A book signing with Susan Rosenberg will take place after the discussion. Trisha Brown: Choreography as Visual Art (Wesleyan, 2016) will be available for purchase at the program.
Please note that The Broad galleries are closed to the public on Mondays. Doors to this program will open at 7 p.m. Bring your ticket for this program to The Broad and skip the line for general admission entry without advance reservation between March 3 - 10.
About Trisha Brown Dance Company
“No choreographer who has come along in the last 30 years has done half as much to extend our idea of what dance can be.”
- New York Times
Trisha Brown Dance Company has presented the work of its legendary artistic director for over 40 years. Founded in 1970 when Trisha Brown branched out from the experimental Judson Dance Theater to work with her own group of dancers, TBDC offered its first performances at alternative sites in Manhattan’s SoHo. The repertory has grown from solos and small group pieces to include major evening-length works and collaborations between Ms. Brown and renowned visual artists.
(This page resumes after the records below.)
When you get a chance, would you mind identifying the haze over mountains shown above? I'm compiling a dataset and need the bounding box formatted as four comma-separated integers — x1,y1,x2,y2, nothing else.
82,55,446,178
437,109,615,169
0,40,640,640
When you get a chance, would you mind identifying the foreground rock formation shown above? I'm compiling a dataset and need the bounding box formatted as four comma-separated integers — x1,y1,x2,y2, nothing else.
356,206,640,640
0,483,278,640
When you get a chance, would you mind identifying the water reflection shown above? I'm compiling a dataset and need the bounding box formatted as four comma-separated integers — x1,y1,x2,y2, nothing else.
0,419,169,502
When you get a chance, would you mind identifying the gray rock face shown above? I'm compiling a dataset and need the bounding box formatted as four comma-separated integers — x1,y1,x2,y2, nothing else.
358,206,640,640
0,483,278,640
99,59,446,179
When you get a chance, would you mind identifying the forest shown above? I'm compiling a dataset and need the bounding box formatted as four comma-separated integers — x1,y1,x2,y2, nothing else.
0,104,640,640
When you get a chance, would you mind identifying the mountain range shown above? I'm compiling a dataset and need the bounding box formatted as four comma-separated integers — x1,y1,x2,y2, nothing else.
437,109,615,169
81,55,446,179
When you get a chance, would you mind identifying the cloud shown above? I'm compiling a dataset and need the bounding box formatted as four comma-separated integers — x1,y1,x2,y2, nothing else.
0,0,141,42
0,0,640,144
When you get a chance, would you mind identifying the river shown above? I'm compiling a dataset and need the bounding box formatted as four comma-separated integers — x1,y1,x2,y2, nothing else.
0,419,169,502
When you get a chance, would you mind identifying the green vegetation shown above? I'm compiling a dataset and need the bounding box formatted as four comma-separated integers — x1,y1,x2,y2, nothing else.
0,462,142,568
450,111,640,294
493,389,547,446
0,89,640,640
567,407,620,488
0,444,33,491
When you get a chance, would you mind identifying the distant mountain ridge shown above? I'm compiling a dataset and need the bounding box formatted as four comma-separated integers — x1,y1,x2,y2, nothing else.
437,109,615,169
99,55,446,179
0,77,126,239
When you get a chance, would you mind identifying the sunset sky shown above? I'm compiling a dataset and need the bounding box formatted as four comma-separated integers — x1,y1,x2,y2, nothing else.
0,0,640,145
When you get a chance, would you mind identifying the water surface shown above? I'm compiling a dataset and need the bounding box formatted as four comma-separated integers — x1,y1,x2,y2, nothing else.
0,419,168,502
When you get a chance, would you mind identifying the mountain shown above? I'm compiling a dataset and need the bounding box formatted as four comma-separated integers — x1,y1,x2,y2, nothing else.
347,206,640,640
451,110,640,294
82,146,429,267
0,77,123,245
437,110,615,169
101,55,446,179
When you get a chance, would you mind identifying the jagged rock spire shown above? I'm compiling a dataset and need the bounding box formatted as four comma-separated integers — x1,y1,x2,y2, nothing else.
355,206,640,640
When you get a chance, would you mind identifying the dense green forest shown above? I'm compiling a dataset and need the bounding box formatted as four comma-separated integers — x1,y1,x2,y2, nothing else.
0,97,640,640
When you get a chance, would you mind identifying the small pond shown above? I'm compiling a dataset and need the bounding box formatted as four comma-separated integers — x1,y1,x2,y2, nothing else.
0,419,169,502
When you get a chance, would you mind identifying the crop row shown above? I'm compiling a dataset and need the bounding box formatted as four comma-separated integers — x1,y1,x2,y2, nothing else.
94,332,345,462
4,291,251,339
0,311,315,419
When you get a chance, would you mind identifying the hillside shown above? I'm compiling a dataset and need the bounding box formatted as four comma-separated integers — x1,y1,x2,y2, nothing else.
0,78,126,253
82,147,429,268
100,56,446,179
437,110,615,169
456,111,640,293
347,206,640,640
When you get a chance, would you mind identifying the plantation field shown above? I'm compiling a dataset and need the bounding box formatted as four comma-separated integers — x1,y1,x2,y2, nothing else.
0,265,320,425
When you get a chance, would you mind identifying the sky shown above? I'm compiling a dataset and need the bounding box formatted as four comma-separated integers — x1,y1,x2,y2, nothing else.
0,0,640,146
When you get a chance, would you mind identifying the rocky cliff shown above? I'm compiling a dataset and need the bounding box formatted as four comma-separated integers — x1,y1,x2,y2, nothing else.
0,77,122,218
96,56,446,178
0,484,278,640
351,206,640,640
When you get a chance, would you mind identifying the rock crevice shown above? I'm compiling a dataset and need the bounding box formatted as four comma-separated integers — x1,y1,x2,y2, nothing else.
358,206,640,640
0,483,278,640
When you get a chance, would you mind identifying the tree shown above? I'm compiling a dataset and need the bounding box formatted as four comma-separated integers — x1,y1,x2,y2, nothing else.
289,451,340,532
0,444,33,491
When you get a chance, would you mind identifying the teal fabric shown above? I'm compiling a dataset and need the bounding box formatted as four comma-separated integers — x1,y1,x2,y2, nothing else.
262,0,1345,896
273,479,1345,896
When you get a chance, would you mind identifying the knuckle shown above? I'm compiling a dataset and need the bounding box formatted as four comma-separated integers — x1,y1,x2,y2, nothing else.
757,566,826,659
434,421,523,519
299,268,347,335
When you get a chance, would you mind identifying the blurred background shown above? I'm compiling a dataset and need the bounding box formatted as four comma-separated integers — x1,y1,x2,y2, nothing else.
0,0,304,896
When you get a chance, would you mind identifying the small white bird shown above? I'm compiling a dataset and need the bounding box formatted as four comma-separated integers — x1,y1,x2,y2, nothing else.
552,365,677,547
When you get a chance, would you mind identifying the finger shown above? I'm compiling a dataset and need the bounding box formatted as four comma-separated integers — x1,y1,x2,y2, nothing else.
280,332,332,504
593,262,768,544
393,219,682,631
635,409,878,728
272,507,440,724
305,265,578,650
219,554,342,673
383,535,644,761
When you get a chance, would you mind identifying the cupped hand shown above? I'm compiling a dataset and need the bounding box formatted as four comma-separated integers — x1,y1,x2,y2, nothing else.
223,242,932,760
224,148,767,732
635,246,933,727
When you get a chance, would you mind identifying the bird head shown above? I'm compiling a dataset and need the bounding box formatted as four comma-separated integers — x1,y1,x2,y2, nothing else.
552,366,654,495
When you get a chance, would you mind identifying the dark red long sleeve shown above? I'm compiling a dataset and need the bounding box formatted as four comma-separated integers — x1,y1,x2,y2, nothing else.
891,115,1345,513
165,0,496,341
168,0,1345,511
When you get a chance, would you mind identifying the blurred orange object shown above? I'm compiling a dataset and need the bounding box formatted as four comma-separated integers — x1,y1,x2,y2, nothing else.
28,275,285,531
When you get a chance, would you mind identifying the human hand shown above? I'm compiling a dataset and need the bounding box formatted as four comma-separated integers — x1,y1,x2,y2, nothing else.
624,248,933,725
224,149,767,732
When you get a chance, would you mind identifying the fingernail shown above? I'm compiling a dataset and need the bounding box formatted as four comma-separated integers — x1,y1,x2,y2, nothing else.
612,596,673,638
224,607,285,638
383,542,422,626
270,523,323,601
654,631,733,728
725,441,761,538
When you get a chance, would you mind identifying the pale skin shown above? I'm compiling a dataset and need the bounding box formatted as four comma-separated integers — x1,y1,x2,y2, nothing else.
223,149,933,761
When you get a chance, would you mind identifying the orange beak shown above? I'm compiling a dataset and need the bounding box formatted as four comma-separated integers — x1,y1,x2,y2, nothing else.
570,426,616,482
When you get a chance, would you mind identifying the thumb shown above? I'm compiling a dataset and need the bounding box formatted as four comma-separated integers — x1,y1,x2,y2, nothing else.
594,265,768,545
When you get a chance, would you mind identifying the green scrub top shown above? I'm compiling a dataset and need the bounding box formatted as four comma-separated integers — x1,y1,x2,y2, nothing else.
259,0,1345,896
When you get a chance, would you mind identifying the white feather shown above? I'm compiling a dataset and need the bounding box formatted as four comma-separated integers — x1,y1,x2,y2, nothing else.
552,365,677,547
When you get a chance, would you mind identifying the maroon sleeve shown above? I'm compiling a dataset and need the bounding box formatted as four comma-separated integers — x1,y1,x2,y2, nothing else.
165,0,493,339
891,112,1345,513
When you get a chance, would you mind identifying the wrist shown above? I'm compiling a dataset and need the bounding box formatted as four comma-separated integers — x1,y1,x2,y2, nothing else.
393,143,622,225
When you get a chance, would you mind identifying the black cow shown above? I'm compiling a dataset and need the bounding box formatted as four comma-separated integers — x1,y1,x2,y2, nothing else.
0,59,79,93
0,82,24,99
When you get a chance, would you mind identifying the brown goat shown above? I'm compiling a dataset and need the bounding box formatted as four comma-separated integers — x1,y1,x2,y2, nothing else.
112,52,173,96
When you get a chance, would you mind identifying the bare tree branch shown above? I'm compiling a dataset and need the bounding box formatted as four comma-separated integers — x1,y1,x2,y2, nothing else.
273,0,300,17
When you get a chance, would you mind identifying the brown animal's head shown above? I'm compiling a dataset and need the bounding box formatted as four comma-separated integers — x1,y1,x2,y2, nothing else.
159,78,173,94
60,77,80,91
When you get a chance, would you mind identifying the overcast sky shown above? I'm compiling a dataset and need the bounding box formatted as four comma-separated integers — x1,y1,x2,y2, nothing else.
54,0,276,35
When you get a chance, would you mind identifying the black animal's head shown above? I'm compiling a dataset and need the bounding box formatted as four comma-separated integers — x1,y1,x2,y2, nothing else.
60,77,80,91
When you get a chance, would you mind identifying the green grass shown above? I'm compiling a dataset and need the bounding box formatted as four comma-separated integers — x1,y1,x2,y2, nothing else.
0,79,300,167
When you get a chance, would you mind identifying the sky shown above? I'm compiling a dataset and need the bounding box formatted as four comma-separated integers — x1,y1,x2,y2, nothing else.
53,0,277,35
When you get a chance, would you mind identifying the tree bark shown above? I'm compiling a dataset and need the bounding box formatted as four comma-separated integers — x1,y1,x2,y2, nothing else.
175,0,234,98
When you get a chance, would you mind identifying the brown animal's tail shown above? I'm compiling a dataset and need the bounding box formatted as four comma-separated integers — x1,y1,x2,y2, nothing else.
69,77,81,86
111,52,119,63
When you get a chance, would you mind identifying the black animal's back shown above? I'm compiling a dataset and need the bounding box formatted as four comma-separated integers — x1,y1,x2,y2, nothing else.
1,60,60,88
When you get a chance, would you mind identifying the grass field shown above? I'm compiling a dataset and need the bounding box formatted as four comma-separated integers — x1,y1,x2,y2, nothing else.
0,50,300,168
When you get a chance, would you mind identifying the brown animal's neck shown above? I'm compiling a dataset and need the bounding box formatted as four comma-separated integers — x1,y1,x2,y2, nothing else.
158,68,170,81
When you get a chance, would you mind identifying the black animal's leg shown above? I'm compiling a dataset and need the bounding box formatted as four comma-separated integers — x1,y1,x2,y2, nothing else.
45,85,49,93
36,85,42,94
Recognized as one of the greatest dancers and choreographers of her time, Trisha Brown’s role as the curator of her own work remains one of her most significant, if unacknowledged, contributions to dance and art history. With a new program, In Plain Site, TBDC brings this facet of Brown’s vision to the foreground as a means to perpetuate her legacy into the future.
About Elizabeth Diller
Elizabeth Diller is a founding Partner of Diller Scofidio + Renfro, an interdisciplinary design studio that works at the intersection of architecture, the visual arts, and the performing arts. With Ricardo Scofidio, Diller was the first in the field of architecture to receive the “genius” award from the MacArthur Foundation, which stated, “their work explores how space functions in our culture and illustrates that architecture, when understood as the physical manifestation of social relationships, is everywhere, not just in buildings.” DS+R established its identity through independent, theoretical, and self-generated projects before coming to international prominence with two of the most important planning initiatives in New York: the High Line, and the redesign of the Lincoln Center for the Performing Arts campus. In addition to The Broad, Diller is Principal-in-Charge of The Shed, a new center for artistic invention, and the renovation and expansion of MoMA, both in New York. Diller graduated from the Cooper Union School of Architecture in 1979, and taught at the school from 1981-1990. She is a Professor of Architecture at Princeton University. Diller is a recipient of the Smithsonian Institution’s National Design Award, the Lifetime Achievement Award from the National Academy of Design, and the Brunner Prize from the American Academy of the Arts and Letters. She is a Fellow of the American Academy of Arts and Sciences, and International Fellow of the Royal Institute of British Architects. In 2013, Diller was awarded the Barnard Medal of Distinction, and DS+R was presented a Centennial Medal of Honor from the American Academy in Rome. Diller was selected by Time magazine as one of the “100 Most Influential People in the World.”
About Susan Rosenberg
Susan Rosenberg is Consulting Historical Scholar at the Trisha Brown Dance Company. She is Associate Professor of Art History at St. John’s University and earned a doctorate from the Institute of Fine Arts, New York University. As a graduate student she served as a research assistant contributing to publications, exhibitions and public symposia at the New Museum of Contemporary Art, the Whitney Museum of American Art, the Brooklyn Museum and the Philadelphia Museum of Art. She was Assistant Curator of Modern and Contemporary Art at the Philadelphia Museum of Art (1999-2003) and Associate Curator of Modern and Contemporary Art at the Seattle Art Museum (2003-2006). In these positions, she was responsible for exhibitions, installations, acquisitions, and publications of international, national and local dimensions. In Philadelphia she participated in a major reinstallation of the modern and contemporary art collection following gallery renovations – and contributed the collections’ first published catalogue. In Seattle she contributed to strategic planning in the areas of artistic commissions, acquisitions and educational programming for a planned outdoor sculpture park and expanded museum facility.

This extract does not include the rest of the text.